Oncology Drives EPS Growth: The company’s oncology portfolio powered a 21% increase in core EPS to $2.49, with five positive Phase III trial readouts boosting investor confidence in its pipeline.
US Expansion and Full-Year Outlook Maintained: AstraZeneca reaffirmed its full-year guidance and plans to expand its U.S. manufacturing footprint, calling this an "unprecedented catalyst-rich period" for the business.
Shares in AstraZeneca PLC (LSE:AZN) dropped by 4% in early London trading following the release of its first-quarter 2025 results, as a slight miss on revenue forecasts overshadowed stronger-than-expected earnings and a standout performance in its oncology segment.
The Anglo-Swedish pharmaceutical giant reported a 10% rise in total revenue at constant exchange rates (CER) to $13.6 billion, driven primarily by double-digit growth in oncology and biopharmaceuticals. Despite the headline growth, analysts had anticipated slightly higher figures, particularly in the collaborations and alliances segment. Market observers also noted that growth in China was softer than expected.

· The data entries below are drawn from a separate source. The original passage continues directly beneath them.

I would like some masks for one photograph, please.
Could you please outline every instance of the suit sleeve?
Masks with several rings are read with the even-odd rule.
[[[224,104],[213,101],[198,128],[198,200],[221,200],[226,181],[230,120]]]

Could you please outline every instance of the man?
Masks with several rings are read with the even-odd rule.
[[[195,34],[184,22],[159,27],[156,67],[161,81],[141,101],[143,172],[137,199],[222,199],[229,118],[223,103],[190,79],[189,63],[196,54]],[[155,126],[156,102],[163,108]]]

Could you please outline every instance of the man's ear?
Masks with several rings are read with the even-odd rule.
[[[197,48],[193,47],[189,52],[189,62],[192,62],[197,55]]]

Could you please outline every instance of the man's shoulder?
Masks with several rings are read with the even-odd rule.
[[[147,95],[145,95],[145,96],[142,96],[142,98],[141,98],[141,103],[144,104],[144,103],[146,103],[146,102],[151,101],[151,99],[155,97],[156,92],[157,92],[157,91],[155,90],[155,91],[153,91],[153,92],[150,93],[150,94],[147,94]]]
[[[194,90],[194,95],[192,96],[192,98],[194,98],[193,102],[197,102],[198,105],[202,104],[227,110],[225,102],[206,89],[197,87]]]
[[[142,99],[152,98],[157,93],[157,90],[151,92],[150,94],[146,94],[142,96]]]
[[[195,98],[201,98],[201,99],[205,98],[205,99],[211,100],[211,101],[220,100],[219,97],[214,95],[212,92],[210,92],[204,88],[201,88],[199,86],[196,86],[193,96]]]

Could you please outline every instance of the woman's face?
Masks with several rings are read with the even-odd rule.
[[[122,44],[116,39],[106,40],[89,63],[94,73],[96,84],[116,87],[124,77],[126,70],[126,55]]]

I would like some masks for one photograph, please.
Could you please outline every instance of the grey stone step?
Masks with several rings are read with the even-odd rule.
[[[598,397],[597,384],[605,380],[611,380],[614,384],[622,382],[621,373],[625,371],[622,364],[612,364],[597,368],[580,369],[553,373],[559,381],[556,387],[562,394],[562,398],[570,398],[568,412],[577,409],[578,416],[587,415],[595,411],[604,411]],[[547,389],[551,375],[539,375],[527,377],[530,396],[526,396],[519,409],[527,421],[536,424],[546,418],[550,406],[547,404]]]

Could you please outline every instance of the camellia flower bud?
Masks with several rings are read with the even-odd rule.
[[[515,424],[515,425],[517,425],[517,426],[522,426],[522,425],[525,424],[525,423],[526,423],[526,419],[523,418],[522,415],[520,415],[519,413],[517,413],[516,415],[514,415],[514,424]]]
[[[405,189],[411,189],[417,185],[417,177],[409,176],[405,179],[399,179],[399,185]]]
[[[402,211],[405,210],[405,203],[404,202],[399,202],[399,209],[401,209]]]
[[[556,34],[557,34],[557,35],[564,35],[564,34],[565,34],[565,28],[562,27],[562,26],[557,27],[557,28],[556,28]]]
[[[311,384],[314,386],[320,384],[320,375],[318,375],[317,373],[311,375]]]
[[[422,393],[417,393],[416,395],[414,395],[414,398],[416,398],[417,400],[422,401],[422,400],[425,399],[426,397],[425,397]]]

Nevertheless, core earnings per share (EPS), which exclude one-off items and certain costs, impressed at $2.49, marking a 21% increase and beating analyst estimates. Reported EPS surged by 34% to $1.88.
Oncology Powers Growth
AstraZeneca’s robust oncology pipeline was the clear driver of Q1 momentum, with the company highlighting five positive Phase III trial readouts since its last update. These included Enhertu and camizestrant, both targeting breast cancer, and Imfinzi in gastric cancer. Two of these trials will be showcased in key sessions at the upcoming American Society of Clinical Oncology (ASCO) 2025 meeting — a key endorsement from the global cancer research community.
Chief executive Pascal Soriot described the current phase as an "unprecedented catalyst-rich period" for the company and reaffirmed the commitment to long-term growth through innovation and expansion.
Continued U.S. Expansion
Reinforcing its strategic focus on the U.S. market, AstraZeneca also announced plans to expand its U.S. manufacturing and research footprint. The company already operates eleven production sites across the United States and is preparing for further investment to support pipeline delivery and commercial demand.
Despite the earnings beat and reaffirmed full-year guidance, the stock pullback reflects investor sensitivity to revenue expectations amid a complex global landscape. The company maintained its full-year outlook, projecting high single-digit percentage growth in total revenue and a low double-digit percentage increase in core EPS at CER. It also reaffirmed expectations for a core tax rate of 18–22%.